They remember a time when they could take their families out on the boat, go swimming or fishing. But that time is no more.
Lake Waldon Village residents, living on Gulick Lake, are saddened that the water has near dried up, and they want something done about it.
“It’s gone. There’s no more lake. We used to ice skate out here. Go out on the boat. No longer,” Chuck Hamann said, who has lived in the subdivision for eight years.
Of the 18-acre lake, which used to have water levels six to eight feet deep, approximately a half an acre of water is left.
This isn’t a new problem, though. The lake has been receding since at least the year 2000. And it’s been that long since Lake Waldon Village residents have been wanting to know just why this is happening.
“Everyone’s been out here,” Hamann said, noting Department of Environmental Quality, DNR, Independence Township consulting firm Hubbell, Roth and Clark, township attorneys and more.
They thought they had found a cure in 2001, with a new pump station diverting storm water runoff from Clarkston High School retention ponds through a gravity drain and into Gulick. The $312,000 pump station helped stop flooding on Almond Lane, but only temporarily helped lake levels.
Water levels did rise. Boats did come back. And residents began to enjoy their lake again. Then, their hopes began to sink.
The lake is the worst it has ever been, Hamann said.
“It’s just a shame because it was a real wildlife area,” eight-year resident Brenda Vanderheyden said. “We had deer. Kids would come down and swim and fish. You could go out on your paddle boat, or rowboat. You could skate in the winter. We had a park in our subdivision and now its gone. Now its nothing. It’s a big swamp of muck.”
That quicksand-like muck is a safety concern as well for residents living on the lake with children.
“It was a beautiful lake and now it’s just dangerous,” Mark Benson said, of the lake’s leftover quicksand-like muck. Benson has lived there for seven years and has two children.
Awhile back, Benson recalled, an autistic child living in the area was lost. Everyone’s biggest fear was that the child wandered out and sank in the muck, he said. The child was safe, but the danger still exists.
Residents have theories on why the lake has dried, everything from new construction to dry weather. But Hamann thinks the biggest culprit is a watershed on Gulick Drive that no longer diverts water into the lake like it once did.
Vanderheyden said, “It’s kind of strange because we’ve been trying to address the problem and no one seems to know. We don’t know what’s causing the problem, and nobody really seems to care about it. Except us.”

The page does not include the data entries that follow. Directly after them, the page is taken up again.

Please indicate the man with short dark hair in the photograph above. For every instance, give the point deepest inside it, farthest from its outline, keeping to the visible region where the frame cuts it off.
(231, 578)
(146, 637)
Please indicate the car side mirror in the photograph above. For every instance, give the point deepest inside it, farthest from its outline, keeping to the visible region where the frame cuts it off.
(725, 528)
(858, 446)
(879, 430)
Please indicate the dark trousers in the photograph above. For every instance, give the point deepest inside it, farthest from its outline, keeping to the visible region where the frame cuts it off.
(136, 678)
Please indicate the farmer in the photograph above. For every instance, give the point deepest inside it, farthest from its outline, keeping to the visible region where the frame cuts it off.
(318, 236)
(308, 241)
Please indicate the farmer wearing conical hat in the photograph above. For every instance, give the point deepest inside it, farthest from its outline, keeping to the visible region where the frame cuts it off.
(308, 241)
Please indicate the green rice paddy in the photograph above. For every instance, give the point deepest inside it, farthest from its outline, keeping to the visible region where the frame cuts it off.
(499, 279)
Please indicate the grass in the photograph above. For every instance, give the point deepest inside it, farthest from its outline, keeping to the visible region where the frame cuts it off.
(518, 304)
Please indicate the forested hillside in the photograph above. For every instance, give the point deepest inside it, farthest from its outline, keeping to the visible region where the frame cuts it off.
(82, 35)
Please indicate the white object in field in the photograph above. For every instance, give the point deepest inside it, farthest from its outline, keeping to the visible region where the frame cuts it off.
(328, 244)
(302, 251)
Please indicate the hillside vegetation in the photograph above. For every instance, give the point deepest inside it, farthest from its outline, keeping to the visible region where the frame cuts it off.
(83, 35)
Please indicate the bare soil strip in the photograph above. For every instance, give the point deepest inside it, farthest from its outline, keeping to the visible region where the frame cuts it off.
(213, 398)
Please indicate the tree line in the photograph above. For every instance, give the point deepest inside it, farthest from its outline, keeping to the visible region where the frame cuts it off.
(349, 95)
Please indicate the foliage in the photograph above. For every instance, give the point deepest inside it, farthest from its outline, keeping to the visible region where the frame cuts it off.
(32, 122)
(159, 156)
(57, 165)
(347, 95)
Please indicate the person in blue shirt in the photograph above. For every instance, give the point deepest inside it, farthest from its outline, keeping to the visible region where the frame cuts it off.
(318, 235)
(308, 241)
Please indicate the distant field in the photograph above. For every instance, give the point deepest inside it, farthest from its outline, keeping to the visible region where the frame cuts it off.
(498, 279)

Independence Township Trustee Dave Wagner went to see for himself the state of Gulick Lake. “I didn’t know it was this bad. This is unbelievable. It’s hard to say what’s causing this. This has been here forever. Is it from the new construction around here? Has water been blocked from another area? I mean, it’s definitely not normal. And even though we’ve had a dry year, we’ve had plenty of rain in the last month. You would think this thing would be filled right back up again.”

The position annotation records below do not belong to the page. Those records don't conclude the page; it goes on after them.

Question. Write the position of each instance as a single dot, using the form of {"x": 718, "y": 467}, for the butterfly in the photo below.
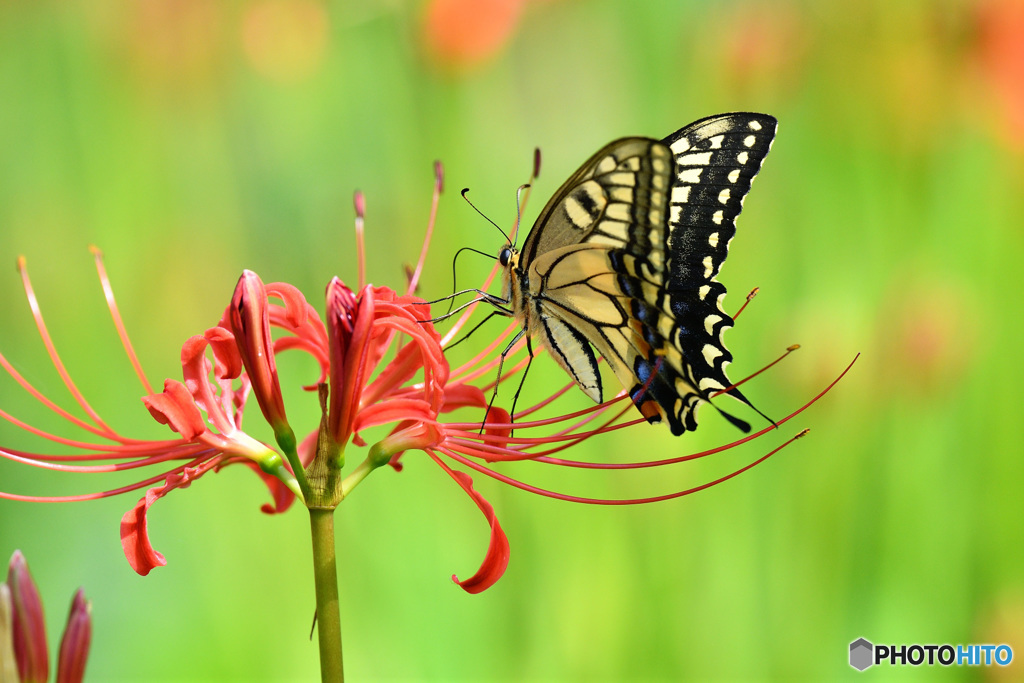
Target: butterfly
{"x": 623, "y": 261}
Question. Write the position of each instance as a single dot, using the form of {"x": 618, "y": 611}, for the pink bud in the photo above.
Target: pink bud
{"x": 29, "y": 629}
{"x": 75, "y": 644}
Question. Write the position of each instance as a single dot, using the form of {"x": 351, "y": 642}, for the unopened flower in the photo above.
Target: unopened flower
{"x": 28, "y": 625}
{"x": 24, "y": 654}
{"x": 384, "y": 384}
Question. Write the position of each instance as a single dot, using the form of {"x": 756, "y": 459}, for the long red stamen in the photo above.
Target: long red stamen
{"x": 598, "y": 501}
{"x": 112, "y": 305}
{"x": 434, "y": 201}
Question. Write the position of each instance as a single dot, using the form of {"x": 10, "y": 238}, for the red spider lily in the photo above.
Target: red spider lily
{"x": 24, "y": 654}
{"x": 384, "y": 365}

Wagner suggested residents attend an upcoming board meeting to voice concerns during the public forum.
“Obviously we’ll have to have Hubbell, Roth and Clark look into it and see what the problem is. It has to come before us in order to make that kind of decision. There has to be some cause. This is not a natural thing. There definitely needs to be some help out here.”
Consultant Tom Biehl of Hubbell, Roth and Clark said the firm would be more than willing to look into the problem, once given the word from the township.
“No, hydro-geologic study has been done that I know of,” he said. It will first need to be determined what type of lake Gulick is –ground water fed or surface water fed. If surface water, the dry season could be the main culprit, he said.